Legend: black number = unsatisfactory; black underlined number = acceptable; bold number = good; bold underlined number = very good; N—sample size; SD—standard deviation.

lists the model efficiency indices (RMSE, NSE, and RB) for the three basins of the model application. The RMSE was acceptable or good at most of the gauge stations in the three basins during the two periods analyzed. Ref. [62] assumed that RMSE values below half of the standard deviation (SD) for the observed flows can be considered low. This criterion was met at all gauge stations during both analysis periods.

The number of times (n_t) when the variability of the observations exceeds the average error allows us to assess the representativeness of the range covered by the simulated values [56]. Thus, the performance of the model does not change linearly with the NSE. The NSE was unsatisfactory for the IRB during calibration in two gauge stations (15.7% of the drainage area) at UIRB and in five gauge stations (80.91%) at the PRB. During the validation period, the NSE was acceptable or good in three gauge stations (71.3% of the area) at the IPR, five (72.2%) at the PRB, and three (84.3%) at the UIRB.

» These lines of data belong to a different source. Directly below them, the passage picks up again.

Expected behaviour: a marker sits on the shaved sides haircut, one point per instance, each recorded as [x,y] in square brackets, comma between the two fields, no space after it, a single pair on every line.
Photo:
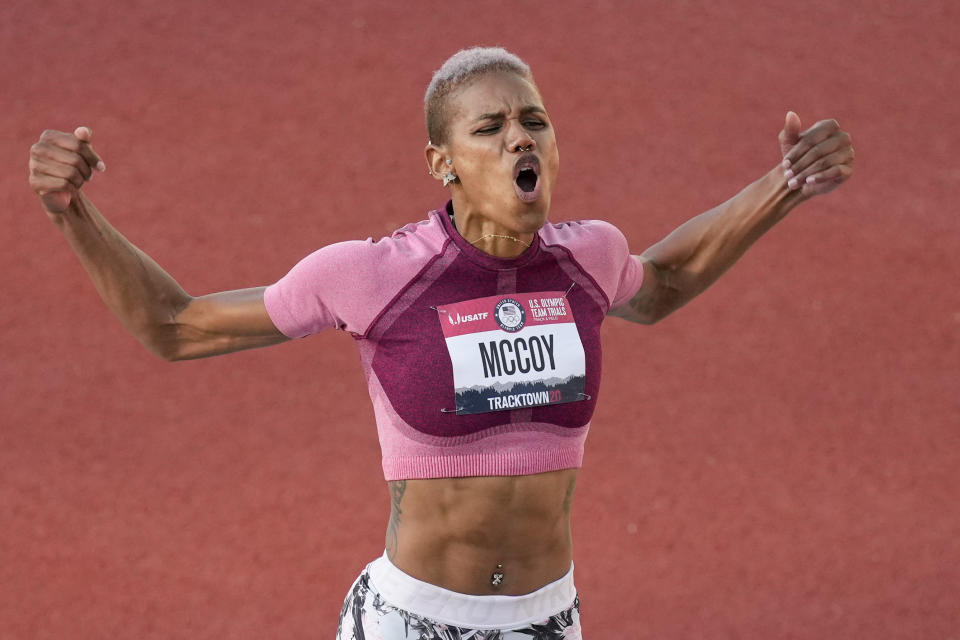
[461,68]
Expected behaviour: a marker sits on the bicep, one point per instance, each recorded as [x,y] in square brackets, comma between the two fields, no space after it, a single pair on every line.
[645,307]
[223,322]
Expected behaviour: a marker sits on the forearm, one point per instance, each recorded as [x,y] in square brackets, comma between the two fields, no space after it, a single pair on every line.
[135,288]
[693,256]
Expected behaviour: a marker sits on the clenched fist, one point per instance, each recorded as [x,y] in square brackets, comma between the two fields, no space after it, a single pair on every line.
[60,163]
[817,160]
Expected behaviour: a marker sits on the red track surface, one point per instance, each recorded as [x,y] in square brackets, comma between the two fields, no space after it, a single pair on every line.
[779,460]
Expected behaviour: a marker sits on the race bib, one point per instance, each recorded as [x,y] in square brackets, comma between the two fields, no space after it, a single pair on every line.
[513,351]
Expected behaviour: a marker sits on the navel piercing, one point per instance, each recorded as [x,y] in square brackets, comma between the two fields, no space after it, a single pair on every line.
[497,577]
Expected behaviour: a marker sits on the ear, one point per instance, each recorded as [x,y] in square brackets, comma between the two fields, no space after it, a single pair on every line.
[436,164]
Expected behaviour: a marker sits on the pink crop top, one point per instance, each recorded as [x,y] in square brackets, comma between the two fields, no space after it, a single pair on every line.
[476,365]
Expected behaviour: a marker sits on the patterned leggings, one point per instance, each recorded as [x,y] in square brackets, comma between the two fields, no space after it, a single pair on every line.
[366,616]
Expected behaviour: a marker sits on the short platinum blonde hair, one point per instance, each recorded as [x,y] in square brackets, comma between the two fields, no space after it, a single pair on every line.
[461,68]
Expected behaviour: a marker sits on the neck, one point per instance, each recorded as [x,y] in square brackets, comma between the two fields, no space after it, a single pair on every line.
[488,236]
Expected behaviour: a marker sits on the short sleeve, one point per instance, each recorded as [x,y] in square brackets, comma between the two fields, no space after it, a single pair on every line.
[314,295]
[631,277]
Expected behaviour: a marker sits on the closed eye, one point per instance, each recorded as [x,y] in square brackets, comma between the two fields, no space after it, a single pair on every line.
[493,128]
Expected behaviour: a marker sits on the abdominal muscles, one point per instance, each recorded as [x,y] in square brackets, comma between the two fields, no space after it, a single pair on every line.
[486,535]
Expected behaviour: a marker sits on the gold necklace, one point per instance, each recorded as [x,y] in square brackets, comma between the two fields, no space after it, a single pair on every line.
[497,235]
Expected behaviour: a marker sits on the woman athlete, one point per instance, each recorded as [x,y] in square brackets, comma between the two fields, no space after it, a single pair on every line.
[478,331]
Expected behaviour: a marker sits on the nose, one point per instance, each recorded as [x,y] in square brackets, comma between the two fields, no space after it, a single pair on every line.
[519,139]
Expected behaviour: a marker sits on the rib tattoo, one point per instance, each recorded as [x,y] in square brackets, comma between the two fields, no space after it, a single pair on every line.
[397,489]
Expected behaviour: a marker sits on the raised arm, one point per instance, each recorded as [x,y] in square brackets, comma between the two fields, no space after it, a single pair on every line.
[691,258]
[148,301]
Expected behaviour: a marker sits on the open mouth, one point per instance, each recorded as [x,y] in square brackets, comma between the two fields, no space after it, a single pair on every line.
[526,177]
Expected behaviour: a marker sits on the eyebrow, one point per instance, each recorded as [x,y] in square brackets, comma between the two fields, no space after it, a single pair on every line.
[500,115]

The RB measures the relationship between the average error and average flow observed [59]. The RB was unsatisfactory in the IRB, resulting in higher calibration values. In the PRB, bias was equal to or greater than acceptable at three gauge stations in calibration and at four validation stations. In the UIRB, good or very good levels were observed in both periods, and a slight negative bias prevailed (Table 4).

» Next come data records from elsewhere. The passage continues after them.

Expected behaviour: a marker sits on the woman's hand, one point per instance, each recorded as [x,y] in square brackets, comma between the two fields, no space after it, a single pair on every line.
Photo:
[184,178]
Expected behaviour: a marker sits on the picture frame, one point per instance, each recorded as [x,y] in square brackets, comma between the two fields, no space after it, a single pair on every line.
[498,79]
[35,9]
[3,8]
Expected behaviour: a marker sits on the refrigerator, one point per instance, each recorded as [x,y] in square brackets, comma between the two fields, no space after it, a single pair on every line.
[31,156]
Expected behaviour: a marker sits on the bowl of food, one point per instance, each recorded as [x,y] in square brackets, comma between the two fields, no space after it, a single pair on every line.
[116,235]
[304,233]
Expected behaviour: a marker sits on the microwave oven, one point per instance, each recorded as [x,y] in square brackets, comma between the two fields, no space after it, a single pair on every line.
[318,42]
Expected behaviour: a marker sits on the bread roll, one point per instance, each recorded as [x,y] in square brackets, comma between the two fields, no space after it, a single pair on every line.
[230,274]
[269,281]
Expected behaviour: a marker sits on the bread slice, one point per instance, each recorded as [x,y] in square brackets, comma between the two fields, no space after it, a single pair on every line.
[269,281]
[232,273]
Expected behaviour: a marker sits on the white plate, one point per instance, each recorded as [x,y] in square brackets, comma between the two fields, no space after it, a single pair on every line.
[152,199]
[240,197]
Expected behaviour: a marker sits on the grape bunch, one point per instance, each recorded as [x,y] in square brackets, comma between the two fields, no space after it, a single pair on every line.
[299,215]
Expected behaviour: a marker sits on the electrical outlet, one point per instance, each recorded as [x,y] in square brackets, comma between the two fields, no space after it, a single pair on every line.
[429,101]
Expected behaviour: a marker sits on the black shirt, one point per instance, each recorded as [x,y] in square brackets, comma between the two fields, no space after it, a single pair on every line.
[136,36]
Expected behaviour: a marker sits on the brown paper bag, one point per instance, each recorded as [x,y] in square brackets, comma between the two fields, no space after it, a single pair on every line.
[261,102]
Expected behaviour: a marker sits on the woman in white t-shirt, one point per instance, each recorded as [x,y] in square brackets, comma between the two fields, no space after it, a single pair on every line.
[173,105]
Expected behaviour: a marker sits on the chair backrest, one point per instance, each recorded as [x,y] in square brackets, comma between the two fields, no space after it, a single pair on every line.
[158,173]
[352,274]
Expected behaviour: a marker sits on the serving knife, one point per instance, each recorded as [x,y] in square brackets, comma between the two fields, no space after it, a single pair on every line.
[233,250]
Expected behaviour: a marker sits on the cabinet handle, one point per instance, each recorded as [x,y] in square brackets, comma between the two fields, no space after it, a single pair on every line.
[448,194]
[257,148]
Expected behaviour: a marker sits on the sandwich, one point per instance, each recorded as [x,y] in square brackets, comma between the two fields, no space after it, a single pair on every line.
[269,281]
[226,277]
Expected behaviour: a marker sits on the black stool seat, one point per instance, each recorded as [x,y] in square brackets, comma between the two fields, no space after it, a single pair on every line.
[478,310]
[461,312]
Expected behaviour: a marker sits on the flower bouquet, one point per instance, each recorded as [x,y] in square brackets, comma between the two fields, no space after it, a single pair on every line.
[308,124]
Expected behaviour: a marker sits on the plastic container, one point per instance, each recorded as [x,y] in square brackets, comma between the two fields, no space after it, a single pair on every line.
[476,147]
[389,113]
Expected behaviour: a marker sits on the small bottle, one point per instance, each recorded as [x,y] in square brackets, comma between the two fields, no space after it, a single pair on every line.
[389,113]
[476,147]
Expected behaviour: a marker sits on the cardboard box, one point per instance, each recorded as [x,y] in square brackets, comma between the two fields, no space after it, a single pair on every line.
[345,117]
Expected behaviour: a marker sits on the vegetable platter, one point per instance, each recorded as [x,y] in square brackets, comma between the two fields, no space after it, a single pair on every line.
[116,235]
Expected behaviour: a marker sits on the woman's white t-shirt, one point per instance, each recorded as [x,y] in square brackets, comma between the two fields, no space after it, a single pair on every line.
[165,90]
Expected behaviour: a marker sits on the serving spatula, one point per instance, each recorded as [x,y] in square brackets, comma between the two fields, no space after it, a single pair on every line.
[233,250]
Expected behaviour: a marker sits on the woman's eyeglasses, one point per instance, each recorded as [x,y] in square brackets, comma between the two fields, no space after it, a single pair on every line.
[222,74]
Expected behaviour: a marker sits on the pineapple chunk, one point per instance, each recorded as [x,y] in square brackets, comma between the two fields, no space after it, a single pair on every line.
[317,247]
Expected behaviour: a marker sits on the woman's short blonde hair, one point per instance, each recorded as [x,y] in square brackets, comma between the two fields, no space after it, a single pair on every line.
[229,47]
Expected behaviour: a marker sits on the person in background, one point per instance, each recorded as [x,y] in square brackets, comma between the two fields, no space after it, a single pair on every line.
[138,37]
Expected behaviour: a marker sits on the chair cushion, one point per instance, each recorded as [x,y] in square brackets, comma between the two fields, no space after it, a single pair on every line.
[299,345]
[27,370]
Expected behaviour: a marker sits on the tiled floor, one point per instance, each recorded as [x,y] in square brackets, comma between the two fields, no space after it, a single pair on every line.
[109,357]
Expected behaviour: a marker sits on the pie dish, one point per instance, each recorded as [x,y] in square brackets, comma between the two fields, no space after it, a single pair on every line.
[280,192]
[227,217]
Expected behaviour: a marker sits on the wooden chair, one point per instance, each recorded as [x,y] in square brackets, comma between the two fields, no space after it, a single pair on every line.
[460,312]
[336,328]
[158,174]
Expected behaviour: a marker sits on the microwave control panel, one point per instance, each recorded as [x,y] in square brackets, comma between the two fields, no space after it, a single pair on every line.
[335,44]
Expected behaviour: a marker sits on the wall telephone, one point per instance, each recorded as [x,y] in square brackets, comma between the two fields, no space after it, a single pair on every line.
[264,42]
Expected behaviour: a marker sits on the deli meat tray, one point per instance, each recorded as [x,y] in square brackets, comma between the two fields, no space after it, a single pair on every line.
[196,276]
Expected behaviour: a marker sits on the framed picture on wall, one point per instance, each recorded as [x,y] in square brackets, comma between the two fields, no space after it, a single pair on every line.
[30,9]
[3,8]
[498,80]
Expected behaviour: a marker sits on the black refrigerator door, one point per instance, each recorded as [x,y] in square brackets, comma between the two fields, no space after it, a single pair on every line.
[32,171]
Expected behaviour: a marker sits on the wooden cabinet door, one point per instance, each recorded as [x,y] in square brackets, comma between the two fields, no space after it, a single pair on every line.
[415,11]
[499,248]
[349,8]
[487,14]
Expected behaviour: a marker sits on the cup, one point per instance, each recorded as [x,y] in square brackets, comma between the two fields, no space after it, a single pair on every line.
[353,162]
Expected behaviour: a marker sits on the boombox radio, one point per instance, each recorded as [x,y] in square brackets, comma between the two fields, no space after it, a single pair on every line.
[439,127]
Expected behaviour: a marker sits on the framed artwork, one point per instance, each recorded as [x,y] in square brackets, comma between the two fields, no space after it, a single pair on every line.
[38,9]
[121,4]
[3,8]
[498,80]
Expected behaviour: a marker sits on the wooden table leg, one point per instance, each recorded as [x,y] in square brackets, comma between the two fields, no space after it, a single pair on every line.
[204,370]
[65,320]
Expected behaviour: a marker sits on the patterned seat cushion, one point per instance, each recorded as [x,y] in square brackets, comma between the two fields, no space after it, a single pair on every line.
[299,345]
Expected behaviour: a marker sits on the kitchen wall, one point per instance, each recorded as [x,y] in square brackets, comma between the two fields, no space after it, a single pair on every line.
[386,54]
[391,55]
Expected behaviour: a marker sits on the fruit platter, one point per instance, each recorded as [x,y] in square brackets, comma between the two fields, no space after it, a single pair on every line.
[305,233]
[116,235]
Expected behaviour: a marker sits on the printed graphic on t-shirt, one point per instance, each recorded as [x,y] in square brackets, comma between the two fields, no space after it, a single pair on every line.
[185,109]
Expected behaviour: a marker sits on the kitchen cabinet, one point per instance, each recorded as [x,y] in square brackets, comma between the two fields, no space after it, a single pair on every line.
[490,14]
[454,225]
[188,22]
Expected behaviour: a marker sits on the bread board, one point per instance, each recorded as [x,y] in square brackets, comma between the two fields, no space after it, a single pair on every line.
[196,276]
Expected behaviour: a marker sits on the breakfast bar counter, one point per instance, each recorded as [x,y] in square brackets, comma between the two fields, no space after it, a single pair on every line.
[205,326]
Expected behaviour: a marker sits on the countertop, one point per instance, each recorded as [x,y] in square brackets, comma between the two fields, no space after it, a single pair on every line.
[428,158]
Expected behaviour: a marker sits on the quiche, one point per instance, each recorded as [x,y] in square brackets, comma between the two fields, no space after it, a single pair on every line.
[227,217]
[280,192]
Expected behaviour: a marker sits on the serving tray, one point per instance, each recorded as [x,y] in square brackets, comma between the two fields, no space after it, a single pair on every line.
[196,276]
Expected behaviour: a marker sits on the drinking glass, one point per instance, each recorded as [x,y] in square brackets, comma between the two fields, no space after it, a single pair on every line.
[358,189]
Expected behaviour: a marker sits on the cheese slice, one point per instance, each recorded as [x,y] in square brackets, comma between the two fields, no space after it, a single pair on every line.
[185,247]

The hydrographs are presented at the most significant drainage areas for each of the basins of the model application. The IRB (Figure 3a) shows that the model underestimated the highest discharges and adjusted the lowest discharges during the calibration period, resulting in RB = −0.397. The model was thus suitable for both high and low discharges (RB = 0.007). In the PRB (Figure 3b), the model overestimated the low discharges and adjusted them to high discharges in both periods, yielding RB = 0.468 (calibration) and RB = 0.348 (validation). In the UIRB (Figure 3c), all index performances for both periods were considered satisfactory.

Efficiency indices use simultaneous observations and simulations of flow data. Small sample sizes limit the representativeness of efficiency indicators [56,59]. Ref. [60] proposed a regression of one time-varying quantity against another without requiring simultaneous knowledge of both. Asynchronous regression was performed with the observed and simulated discharges related to the percentile of their accumulated distribution, as shown in Figure 4. The proximity of cumulative distribution indicated the model performance. The model did not reproduce the highest discharge in the three basins. The asynchronous regression results R² > 0.89 for all basins, but the modified regression coefficient (r_m) considering the sum of squared deviations from the respective averages are low [63]. The model tended to underestimate flows in the IRB (r_m = 0.30) and UIRB (r_m = 0.46) basins and to underestimate in the PRB (r_m = 0.49). The fitted line was effective for comparing the 1:1 ratio between the observed and simulated discharges. Fisher’s test of the two samples, considering the indifference of the mean and variance between the samples, indicated no significant difference (99% confidence) between the observed and simulated flows in the three basins. Ref. [64] considered a satisfactory fit for R² = 0.72 in simulations of the Brazilian basin. Ref. [65] show the good correlation between modelled and observed base flow index (R² > 0.87).

The results showed a good fit for calculating the average monthly discharge for all periods (from January 2000 to December 2018). RUBEM underestimated the median discharges by 23.5% in the wet season and 9.3% in the dry season in the IRB. In the PRB, the median discharge was overestimated by 33.7% and 51% during the wet and dry seasons, respectively. In the UIRB, the model underestimated the median discharge by 8.1% during the wet season and 4.3% during the dry season.

3.2. Soil and LULC Heterogeneities Analysis

The entire output parameter has spatial-temporal results as a raster file. Figure 5 shows lower evapotranspiration in areas with low NDVI values, more significant moisture in the soil texture of loam and clay, and higher impervious areas and surface runoff in urban land use. All spatially calculated variables are shown in Figures S11–S13 (Supplementary Materials).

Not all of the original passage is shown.